‘All We Imagine as Light’ Director Payal Kapadia : Cannes Facetime

Payal Kapadia‘s “All We Imagine as Light” is the first Indian film in competition at the Cannes Film Festival in 30 years

Published Time: 22.05.2024 - 11:31:32 Modified Time: 22.05.2024 - 11:31:32

Payal Kapadia‘s “All We Imagine as Light” is the first Indian film in competition at the Cannes Film Festival in 30 years. A graduate of theFilm and Television Institute of India (FTII), Kapadia’s “Afternoon Clouds” was a 2017 Cannes Cinefondation selection and she won the festival’s Golden Eye award in 2021 for her documentary “A Night of Knowing Nothing.”

Fiction feature “All We Imagine as Light” follows two nurses (Kani Kusruti and Divya Prabha) from Kerala, southern India, who are roommates in Mumbai. A trip to a beach town allows them to find a space for their desires to manifest.

What made you want to tell this particular story?I was interested in women who come to a different place to work, and be financially independent. And it was something that I had seen growing up in a family of a lot of women, and also the ideas that we have, that financial freedom can in some way, give us some kind of autonomy, in India it’s more complicated than that. Which is something that I wanted to explore in the film, that when does one truly have that autonomy for our personal desires and choices.
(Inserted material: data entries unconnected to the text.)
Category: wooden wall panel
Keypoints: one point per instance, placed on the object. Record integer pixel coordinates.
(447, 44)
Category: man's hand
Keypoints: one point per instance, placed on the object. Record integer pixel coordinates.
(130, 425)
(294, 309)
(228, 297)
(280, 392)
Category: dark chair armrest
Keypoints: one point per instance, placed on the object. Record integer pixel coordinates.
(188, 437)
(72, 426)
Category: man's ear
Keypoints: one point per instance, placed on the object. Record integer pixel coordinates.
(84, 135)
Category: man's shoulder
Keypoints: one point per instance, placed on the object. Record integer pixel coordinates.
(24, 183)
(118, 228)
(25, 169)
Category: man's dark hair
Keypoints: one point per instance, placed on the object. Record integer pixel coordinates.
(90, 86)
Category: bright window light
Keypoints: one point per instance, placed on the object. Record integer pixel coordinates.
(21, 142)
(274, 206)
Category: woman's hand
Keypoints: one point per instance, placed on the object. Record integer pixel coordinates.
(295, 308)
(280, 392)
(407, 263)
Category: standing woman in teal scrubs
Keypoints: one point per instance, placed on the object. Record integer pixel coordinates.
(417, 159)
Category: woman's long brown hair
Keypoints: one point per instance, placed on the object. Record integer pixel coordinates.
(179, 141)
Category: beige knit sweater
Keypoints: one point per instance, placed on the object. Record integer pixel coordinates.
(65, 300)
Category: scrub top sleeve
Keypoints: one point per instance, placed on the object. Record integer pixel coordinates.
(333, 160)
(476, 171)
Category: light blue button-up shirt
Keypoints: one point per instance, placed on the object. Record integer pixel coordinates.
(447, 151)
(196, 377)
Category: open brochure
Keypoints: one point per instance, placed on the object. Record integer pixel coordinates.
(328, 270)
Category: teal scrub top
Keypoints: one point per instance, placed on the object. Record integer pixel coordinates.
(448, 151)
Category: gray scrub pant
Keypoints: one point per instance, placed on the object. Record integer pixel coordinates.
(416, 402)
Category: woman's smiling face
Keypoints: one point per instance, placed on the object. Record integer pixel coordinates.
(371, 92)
Mumbai is a city which has a lot of contradictions. Because it is slightly easier for women in our country to come to work. But it’s also an expensive city. And it’s a difficult city to live in, to commute every day. I wanted to have all these contradictions. And in a space like Mumbai, which is extremely capitalistic – one of the stories in the film is about a woman who’s losing her house. And it’s the gentrification of the Lower Parel and Dadar areas that I’ve seen my whole life. It’s a very important part of Mumbai, a history that we need to remember.

“All We Imagine as Light” is a film of two halves, moving from the big city to a beach town. What was the intention behind this?We see a lot of women working, but women at leisure is something that I wanted to explore, which is how the second half is positioned. But slowly the space and the sense of time starts to change. And the second half leaves the reality of the first and takes on a completely fairy tale form is what I hope for, like a contemporary fable.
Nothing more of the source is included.